The objective in extreme multi-label learning is to build classifiers that can annotate a data point with the subset of relevant labels from an extremely large label set. Extreme classification has, thus far, only been studied in the context of predicting labels for novel test points. This paper formulates the extreme classification problem when predictions need to be made on training points with partially revealed labels. This allows the reformulation of warm-start tagging, ranking and recommendation problems as extreme multi-label learning with each item to be ranked/recommended being mapped onto a separate label. The SwiftXML algorithm is developed to tackle such warm-start applications by leveraging label features. SwiftXML improves upon the state-of-the-art tree based extreme classifiers by partitioning tree nodes using two hyperplanes learnt jointly in the label and data point feature spaces. Optimization is carried out via an alternating minimization algorithm allowing SwiftXML to efficiently scale to large problems. 

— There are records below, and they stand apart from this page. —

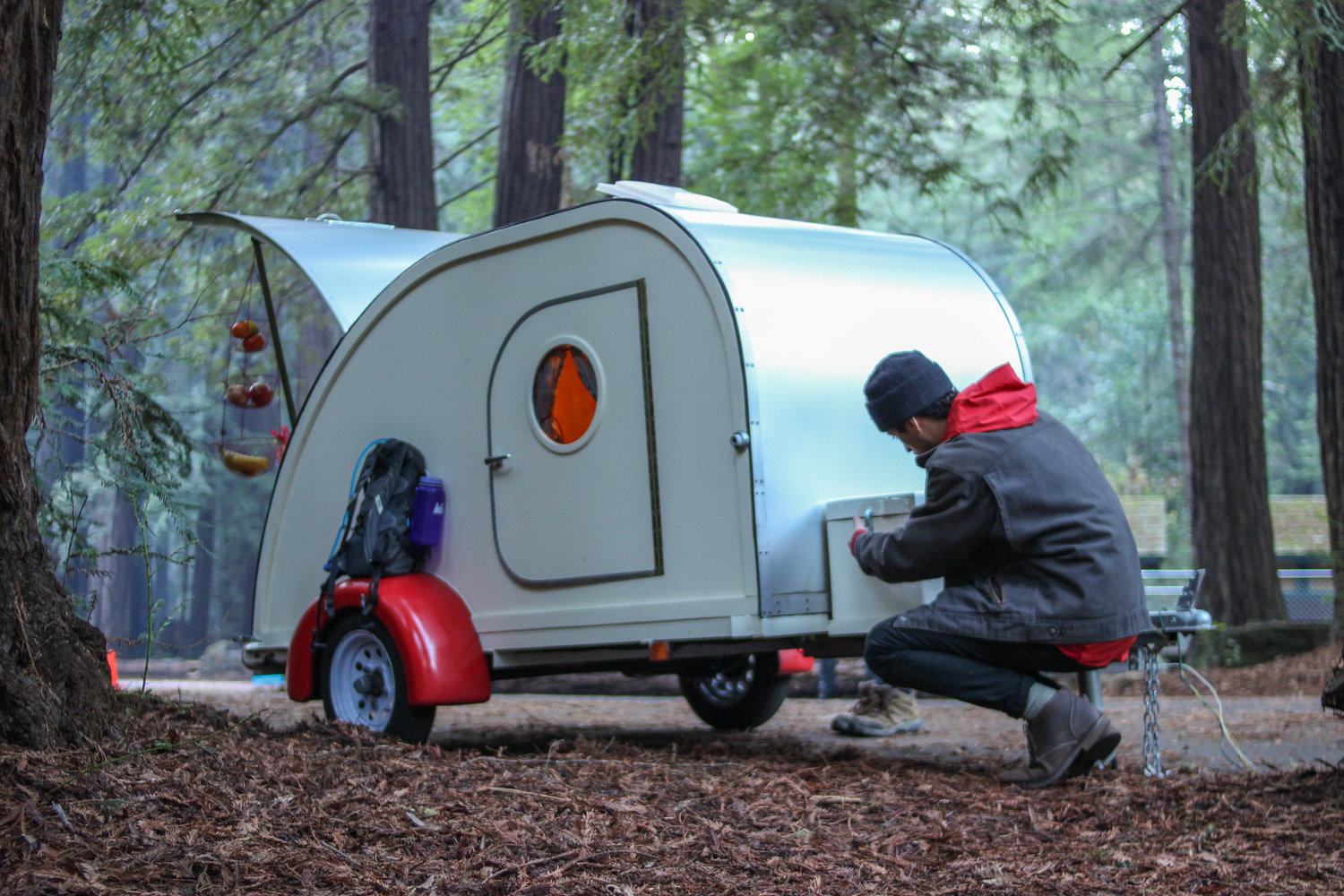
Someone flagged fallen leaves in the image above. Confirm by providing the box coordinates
[0,702,1344,896]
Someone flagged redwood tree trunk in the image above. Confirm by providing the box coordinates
[1150,12,1191,513]
[1303,6,1344,633]
[495,3,564,227]
[0,0,113,747]
[368,0,438,229]
[1185,0,1287,625]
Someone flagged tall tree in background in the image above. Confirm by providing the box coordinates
[1185,0,1288,625]
[613,0,685,186]
[1301,0,1344,632]
[368,0,438,229]
[1148,8,1191,508]
[0,0,113,747]
[495,0,564,227]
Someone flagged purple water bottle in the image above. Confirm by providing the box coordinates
[410,476,448,547]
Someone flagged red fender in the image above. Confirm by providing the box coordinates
[285,573,491,707]
[780,648,812,676]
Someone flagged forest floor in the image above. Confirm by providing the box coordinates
[0,646,1344,896]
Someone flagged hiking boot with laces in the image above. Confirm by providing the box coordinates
[999,689,1120,788]
[831,681,924,737]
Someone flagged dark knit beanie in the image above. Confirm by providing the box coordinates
[863,352,953,433]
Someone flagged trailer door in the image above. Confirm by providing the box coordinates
[487,280,663,586]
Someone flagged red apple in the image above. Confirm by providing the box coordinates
[247,380,276,407]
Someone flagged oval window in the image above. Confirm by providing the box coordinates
[532,342,597,444]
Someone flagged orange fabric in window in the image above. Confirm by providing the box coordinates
[551,350,597,444]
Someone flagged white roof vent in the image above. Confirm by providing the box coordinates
[597,180,738,212]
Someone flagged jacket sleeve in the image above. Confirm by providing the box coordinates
[852,469,999,582]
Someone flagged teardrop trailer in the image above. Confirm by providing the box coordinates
[179,184,1031,740]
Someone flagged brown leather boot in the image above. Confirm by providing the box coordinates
[999,689,1120,788]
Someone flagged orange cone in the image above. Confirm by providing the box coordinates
[108,650,121,688]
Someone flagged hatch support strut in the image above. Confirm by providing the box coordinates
[253,237,297,428]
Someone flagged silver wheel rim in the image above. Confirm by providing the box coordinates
[328,629,397,731]
[701,657,755,704]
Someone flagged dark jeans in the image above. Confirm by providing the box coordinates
[863,616,1091,719]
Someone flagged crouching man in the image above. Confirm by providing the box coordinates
[849,352,1148,788]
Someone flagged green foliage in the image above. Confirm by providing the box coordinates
[32,0,1344,632]
[30,258,194,612]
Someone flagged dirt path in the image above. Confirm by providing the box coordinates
[142,681,1344,770]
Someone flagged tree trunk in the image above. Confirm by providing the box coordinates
[629,0,685,186]
[495,3,564,227]
[1301,6,1344,633]
[1185,0,1287,625]
[368,0,438,229]
[1148,12,1191,518]
[0,0,113,748]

Experiments on multiple benchmark tasks, including tagging on Wikipedia and item-to-item recommendation on Amazon, reveal that SwiftXML's predictions can be up to 14 % more accurate as compared to leading extreme classifiers. SwiftXML also demonstrates the benefits of reformulating warm-start recommendation problems as extreme multi-label learning tasks by scaling beyond classical recommender systems and achieving prediction accuracy gains of up to 37 %. Furthermore, in a live deployment for sponsored search on Bing, it was observed that SwiftXML could increase the relative click-through-rate by 10 % while simultaneously reducing the bounce rate by 30 %.